Occasionally I get into a funk where I know exactly what I should be doing in my life, but I feel a little bit too lazy to do it. I try hard to have realistic expectations for myself, so I’m not referring to to-do lists. I’m talking about the basics: Reading my scriptures, praying, serving my family with the right kind of attitude and fulfilling my role as the kind of mother I know the Lord wants me to be. Some days I feel worn down– and just lazy, I guess– and I rationalize that I need a break. I only feel like doing stuff I want to do, not the stuff I should do (which is obviously self-defeating because I’m denying myself the very blessings I need to get back on track).
Clark is 6. Last night he taught our family home evening lesson about service.

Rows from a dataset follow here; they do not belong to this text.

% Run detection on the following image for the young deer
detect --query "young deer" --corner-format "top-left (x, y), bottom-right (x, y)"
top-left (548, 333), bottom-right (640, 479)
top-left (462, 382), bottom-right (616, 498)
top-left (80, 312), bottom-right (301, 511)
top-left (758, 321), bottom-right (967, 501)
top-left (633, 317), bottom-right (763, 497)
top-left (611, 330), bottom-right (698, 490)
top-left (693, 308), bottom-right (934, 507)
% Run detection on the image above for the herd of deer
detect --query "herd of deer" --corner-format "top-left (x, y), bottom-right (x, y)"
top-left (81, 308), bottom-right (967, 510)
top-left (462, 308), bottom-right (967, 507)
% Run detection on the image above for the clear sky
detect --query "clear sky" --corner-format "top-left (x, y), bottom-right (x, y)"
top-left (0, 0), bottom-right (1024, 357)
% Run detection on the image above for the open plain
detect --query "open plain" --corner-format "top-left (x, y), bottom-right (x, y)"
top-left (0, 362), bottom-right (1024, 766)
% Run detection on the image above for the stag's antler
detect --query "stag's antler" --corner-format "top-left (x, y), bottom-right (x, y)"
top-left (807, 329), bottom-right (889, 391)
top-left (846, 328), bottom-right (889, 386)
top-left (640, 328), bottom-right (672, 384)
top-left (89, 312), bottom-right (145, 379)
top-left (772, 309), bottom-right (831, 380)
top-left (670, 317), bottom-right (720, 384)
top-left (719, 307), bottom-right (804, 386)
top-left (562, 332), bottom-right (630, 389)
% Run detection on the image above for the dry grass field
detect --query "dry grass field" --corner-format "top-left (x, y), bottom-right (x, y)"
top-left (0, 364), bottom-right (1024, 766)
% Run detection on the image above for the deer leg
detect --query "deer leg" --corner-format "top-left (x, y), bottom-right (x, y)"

He bore his testimony at the end of his lesson:
“So if you know you should do service, but you really don’t want to because you just don’t feel like doing service even if someone tells you to, you still have to do it. Because service equals love.”
And that’s when the Holy Ghost reminded me of a lesson I learned earlier this year: When I struggle, I need to pray to love what the Lord loves. When I see the love, I see the joy.
We discussed the service we do for each other in our family, and Clark said that “if Mom was gone from our family, that would be horrible. I would starve to death.” He told us all to draw a picture of service and then we showed them to each other. This is what my husband drew:
He said (pointing to the right side), “This is mommy putting socks in the washing machine,” and (then pointing to the left) “This is Jesus washing the feet of his disciples.” The kids all giggled at his artwork, but I understood what he meant, and I love him for it.
“Follow me, and do the things which ye have seen me do.” (3 Nephi 31:12)
“Inasmuch as ye have done it unto one of the least of these my brethren, ye have done it unto me.” (Matthew 25:40)
So, Clark pretty much got it right, didn’t he? Service equals love.